In het huidige tijdperk van mobiele telefoons en internet is het nauwelijks meer voor te stellen, maar daar op die Boliviaanse hoogvlakte was ik echt helemaal van de buitenwereld afgesloten. Er was geen telefoon, radio of televisie, er kwam geen post, stromend water ontbrak, er was slechts sporadisch elektriciteit … Nu wordt een grootschalige zoektocht georganiseerd als iemand een dag niet op een app heeft gereageerd, maar mijn ouders hadden echt een maand lang geen idee hoe het met me ging.
Eén keer per maand ging ik naar La Paz waar ik bij een Nederlands gezin verbleef. Ik kon er douchen, Nederlands praten en op een echt bed slapen in plaats van op met stro gevulde juten zakken. Mijn post haalde ik op bij het centrale postkantoor van La Paz die in een open doos (“poste restante”) op de balie stond. De brieven die mijn familie en vrienden stuurden las ik telkens opnieuw, vaak voor het slapen gaan, hoewel ik sommige brieven zo ongeveer uit het hoofd kende.
In het kader van mijn afstudeerscriptie voor de studie Culturele Antropologie deed ik onderzoek naar het systeem van traditionele kennis van boeren met betrekking tot landbouw. Ik woonde in de kamer van de lemen hut van een indiaans gezin, waarvan de deur niet goed sloot en doorzichtig plastic dienst deed als glas in het enige raampje. Het was niet alleen relatief donker, maar vooral ook heel erg koud op deze grote hoogte van 4.000 meter. In Nederland was het zomer, maar hier was het hartje winter. Ik sliep met zo veel mogelijk kleren aan in mijn slaapzak onder dekens. Op het water van mijn wasteiltje lag ’s ochtends meestal een dun laagje ijs.

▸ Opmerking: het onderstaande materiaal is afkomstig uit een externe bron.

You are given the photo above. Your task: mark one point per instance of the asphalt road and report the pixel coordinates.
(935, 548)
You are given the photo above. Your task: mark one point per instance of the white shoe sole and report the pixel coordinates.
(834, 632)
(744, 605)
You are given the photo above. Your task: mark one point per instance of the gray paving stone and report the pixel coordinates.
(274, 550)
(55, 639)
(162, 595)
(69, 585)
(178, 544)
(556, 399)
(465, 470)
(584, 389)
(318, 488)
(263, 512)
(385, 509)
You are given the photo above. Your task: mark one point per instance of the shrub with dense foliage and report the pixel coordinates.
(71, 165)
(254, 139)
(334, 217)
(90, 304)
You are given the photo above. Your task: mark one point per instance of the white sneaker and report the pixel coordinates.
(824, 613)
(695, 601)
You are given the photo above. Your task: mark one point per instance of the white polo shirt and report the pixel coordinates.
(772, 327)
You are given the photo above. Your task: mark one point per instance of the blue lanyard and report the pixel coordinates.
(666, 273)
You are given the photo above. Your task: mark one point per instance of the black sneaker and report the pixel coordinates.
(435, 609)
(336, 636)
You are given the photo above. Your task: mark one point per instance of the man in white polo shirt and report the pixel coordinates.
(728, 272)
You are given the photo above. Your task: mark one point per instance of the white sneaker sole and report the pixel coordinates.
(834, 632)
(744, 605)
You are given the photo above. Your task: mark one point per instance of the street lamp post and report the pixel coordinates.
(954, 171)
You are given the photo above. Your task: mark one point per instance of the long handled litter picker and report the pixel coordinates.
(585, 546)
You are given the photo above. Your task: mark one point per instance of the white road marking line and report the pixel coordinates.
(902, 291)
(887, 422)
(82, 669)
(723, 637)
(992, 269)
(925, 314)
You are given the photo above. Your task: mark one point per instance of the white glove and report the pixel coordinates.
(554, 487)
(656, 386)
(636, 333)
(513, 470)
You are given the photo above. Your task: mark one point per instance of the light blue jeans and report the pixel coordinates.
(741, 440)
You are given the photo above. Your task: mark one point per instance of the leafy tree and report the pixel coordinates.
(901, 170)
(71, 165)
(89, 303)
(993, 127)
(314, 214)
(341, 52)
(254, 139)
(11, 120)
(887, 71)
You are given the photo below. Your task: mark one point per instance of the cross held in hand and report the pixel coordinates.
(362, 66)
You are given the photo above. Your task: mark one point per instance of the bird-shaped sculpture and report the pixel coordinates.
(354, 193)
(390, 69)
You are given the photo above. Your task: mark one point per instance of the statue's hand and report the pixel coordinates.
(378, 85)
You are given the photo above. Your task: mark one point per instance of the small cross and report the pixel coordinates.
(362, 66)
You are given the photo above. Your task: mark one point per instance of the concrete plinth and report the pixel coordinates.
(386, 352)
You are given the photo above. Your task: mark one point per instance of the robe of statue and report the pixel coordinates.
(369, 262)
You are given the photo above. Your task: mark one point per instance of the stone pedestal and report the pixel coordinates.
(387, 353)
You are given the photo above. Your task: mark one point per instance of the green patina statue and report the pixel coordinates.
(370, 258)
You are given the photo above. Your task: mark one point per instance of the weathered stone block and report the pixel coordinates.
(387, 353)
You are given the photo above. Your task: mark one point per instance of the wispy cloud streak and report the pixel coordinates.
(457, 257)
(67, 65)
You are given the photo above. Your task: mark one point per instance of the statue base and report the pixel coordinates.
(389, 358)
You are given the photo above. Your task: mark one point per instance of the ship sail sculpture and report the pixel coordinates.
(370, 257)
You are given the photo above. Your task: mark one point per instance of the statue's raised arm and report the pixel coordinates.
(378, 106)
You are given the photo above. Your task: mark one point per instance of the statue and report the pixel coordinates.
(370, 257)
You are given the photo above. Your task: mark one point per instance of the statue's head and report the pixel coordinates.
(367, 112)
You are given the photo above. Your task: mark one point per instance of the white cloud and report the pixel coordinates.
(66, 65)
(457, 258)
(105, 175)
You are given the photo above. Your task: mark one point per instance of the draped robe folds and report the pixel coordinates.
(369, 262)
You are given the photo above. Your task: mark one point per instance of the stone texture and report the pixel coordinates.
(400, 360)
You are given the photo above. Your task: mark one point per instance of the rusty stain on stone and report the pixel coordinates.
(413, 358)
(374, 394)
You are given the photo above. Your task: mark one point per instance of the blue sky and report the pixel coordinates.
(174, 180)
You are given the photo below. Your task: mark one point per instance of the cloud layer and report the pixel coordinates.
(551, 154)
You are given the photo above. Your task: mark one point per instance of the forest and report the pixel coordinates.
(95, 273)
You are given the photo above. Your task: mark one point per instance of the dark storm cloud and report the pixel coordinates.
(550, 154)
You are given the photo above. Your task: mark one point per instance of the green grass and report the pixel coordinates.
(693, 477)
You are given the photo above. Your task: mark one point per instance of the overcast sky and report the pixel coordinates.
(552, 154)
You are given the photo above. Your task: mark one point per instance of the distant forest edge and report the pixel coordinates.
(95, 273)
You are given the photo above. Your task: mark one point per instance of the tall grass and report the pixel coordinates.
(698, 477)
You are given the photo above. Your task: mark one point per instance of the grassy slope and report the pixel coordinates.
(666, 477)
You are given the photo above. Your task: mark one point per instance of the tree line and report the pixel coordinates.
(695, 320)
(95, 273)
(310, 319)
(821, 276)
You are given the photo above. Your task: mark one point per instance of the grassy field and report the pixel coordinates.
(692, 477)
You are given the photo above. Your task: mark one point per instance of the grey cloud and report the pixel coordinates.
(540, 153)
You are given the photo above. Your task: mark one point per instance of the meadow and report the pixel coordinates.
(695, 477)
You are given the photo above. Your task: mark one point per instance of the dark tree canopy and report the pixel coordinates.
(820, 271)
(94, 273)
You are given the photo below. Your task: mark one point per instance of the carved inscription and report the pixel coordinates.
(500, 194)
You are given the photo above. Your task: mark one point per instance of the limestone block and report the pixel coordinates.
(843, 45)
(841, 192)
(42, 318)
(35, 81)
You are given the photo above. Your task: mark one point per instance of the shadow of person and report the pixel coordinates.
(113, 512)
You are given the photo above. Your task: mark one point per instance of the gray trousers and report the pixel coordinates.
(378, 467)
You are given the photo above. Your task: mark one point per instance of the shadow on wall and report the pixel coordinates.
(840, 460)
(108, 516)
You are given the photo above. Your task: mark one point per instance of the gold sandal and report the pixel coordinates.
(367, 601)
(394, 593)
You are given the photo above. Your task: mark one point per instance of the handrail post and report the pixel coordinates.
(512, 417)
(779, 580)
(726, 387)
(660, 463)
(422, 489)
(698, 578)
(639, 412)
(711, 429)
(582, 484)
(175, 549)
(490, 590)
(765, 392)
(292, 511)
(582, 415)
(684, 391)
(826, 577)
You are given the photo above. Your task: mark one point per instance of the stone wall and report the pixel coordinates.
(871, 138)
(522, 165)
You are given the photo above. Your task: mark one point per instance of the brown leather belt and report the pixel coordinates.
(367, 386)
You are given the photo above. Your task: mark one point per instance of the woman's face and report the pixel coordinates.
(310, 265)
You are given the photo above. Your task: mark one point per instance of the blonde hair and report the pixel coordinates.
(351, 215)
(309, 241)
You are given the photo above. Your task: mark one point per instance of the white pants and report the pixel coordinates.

Mijn Spaans was redelijk, maar onderling spraken de mensen hun eigen taal, het voor mij onbegrijpelijke Aymara. De eerste drie weken van mijn verblijf had nauwelijks iemand met me willen spreken.
Een jaar van voorbereiding, cursussen Spaans, drie jaar studeren, jaren van dromen en fantaseren leek stuk te lopen op de volslagen onverschilligheid van deze mensen. Er gingen geruchten dat ik namens de Boliviaanse regering stukken grond op zou komen meten om dat bij het Ministerie van Landbouw te rapporteren. Of dat ik stiekem de oogstopbrengsten door zou gaan geven aan de Belastingdienst in La Paz. Later hoorde ik dat er mensen waren die geloofden dat ik een kharisiri was, een mythisch wezen dat zich voedde met het lichaamsvet van mensen.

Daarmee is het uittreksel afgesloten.